The short answer is: Joe Manchin has been there, seen that. Like uncountable other Americans whose politics don’t run to the far left, he has seen for at least a decade that what the American left tried on him has become the their modus operandi for everything.

Their tactics—whether used against politicians or average people—include relentless moral condescension, the messianism of mass protests, physical intimidation, social ostracism and demands that you simply shut up and give in.

People wondered what the White House thought it gained by putting out a statement Sunday afternoon that Mr. Manchin’s words were “at odds” with what he told President Biden days earlier, essentially calling the senator a liar. Impolitic as it might strike anyone in normal politics (a space Mr. Biden once inhabited), this ad hominem hammer is the way the left does politics. It’s the only thing they know how to do.

Commenting on Sen. Manchin’s call to her after the decision, House Progressive Caucus Chairman Pramila Jayapal said his “lack of integrity was stunning.”

The left never sleeps. Recall how several months ago liberal Justice Stephen Breyer became the target of a campaign to abandon his seat, until he pointedly told an interviewer he wasn’t stepping down. They’re back. CNN reported this week that “multiple Senate Democrats” say Justice Breyer “seems to have let his ego overtake him.”

Recall, for that matter, the Senate confirmation hearings for Brett Kavanaugh. We may assume Sen. Manchin (the only Democrat who voted to confirm Justice Kavanaugh) absorbed how low that strategy stooped. It included his Senate colleague and Kavanaugh supporter Ted Cruz and his wife being driven from a restaurant by a group called Smash Racism DC, which said: “You are not safe. We will find you.” The Build Back Better factions found Sen. Kyrsten Sinema in a Phoenix bathroom stall.

That sounds like the lunatic fringe, until you realize the extent to which participating in the progressives’ cancel culture became just another day at the office for many mainstream U.S. institutions. In October, the Justice Department announced investigative “measures” after complaints about parents objecting to unilateral impositions of progressive school curriculums.

The current strategy of obliterating opponents began of course on the campuses, a smart place for a test run because so many university leaders blow with the wind or are themselves on board.

Thus in 2017 Charles Murray was run off a stage at Middlebury College. Banning speech worked, so they’ve never stopped. In September, the Massachusetts Institute of Technology disinvited University of Chicago scientist Dorian Abbott, citing his article, “The Diversity Problem on Campus.”

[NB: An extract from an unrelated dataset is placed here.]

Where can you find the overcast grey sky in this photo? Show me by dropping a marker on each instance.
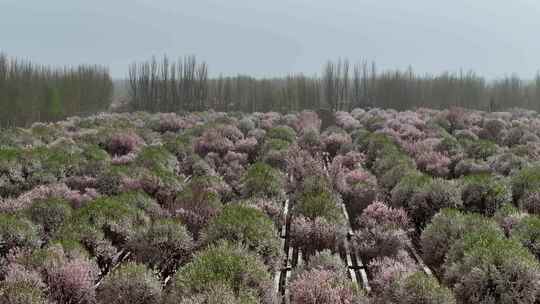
(275, 37)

One of the most used words in the progressive lexicon is “dialogue,” which they say it’s always “important to have.” That’s a cover story. After endless “dialogue” with the Biden White House and the congressional left, Joe Manchin nailed this one: Their goal is to get you to “just quit.”

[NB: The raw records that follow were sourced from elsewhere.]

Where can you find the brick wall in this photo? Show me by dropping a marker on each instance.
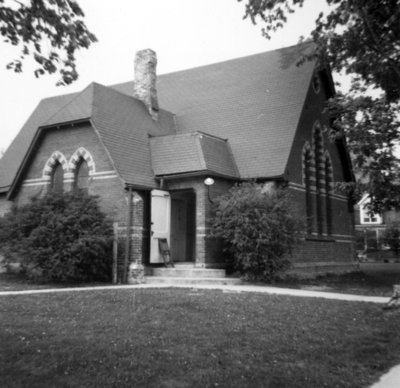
(324, 244)
(103, 182)
(5, 205)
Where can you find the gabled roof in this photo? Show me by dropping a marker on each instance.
(255, 102)
(122, 124)
(192, 153)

After George Floyd’s killing in May 2020, the activist group Black Lives Matter rose to seize the commanding heights of American politics and culture. What some thought was supposed to be a “dialogue” with their supporters about police practices was in fact a strategy to defund or disarm the police.

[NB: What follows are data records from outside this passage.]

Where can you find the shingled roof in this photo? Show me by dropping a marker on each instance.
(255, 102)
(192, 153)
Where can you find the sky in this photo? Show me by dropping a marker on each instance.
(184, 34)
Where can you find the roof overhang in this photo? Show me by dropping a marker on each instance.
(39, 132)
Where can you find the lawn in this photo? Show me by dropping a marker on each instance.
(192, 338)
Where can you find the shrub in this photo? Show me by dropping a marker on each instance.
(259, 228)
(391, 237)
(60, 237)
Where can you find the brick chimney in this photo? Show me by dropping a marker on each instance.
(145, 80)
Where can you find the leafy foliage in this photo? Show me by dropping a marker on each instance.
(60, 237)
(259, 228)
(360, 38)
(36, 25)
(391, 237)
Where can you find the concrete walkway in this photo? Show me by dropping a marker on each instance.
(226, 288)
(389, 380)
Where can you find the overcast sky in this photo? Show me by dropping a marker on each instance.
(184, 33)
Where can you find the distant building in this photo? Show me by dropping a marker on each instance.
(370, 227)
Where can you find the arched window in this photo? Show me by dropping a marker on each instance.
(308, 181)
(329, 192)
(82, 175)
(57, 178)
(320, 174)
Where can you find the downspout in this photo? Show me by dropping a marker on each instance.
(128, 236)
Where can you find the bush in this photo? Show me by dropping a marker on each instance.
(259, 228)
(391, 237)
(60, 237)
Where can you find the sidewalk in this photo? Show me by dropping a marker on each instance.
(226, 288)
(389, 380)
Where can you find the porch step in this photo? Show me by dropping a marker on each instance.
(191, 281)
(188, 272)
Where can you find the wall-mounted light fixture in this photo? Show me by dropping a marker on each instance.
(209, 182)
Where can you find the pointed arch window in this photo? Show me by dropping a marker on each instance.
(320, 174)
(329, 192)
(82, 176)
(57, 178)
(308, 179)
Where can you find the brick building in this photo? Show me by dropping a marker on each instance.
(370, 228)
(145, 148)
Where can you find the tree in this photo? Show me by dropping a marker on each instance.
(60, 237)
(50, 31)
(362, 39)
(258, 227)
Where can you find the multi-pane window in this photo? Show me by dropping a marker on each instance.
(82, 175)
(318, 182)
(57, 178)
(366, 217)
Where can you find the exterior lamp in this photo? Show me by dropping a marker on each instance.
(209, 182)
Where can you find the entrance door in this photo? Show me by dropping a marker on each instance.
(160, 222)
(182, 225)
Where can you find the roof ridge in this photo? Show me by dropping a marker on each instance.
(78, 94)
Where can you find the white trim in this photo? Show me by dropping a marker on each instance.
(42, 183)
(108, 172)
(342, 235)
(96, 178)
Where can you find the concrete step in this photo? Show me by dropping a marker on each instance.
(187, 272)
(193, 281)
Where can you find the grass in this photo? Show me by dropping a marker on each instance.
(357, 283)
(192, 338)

It worked. Cops quit or stepped away from making arrests. The nearly instant urban chaos this abrupt change created now has even San Francisco Mayor London Breed sounding like the second coming of a law-and-order hard hat, denouncing the “bull— that has destroyed our city.”

Earlier this week, the inevitable coda to the Manchin decision surfaced on Twitter. Bette Midler, the singer, tweeted that Joe Manchin wants “us all” to be like West Virginia—“poor, illiterate and strung out.”

It was inevitable that eventually a counterrevolution would start somewhere against progressivism’s brand of politics—its cancellations, silencings and unearned condescension of anyone who isn’t them or won’t join them. Whether or not he intended it, that counterrevolution may have begun when Joe Manchin of West Virginia simply said no.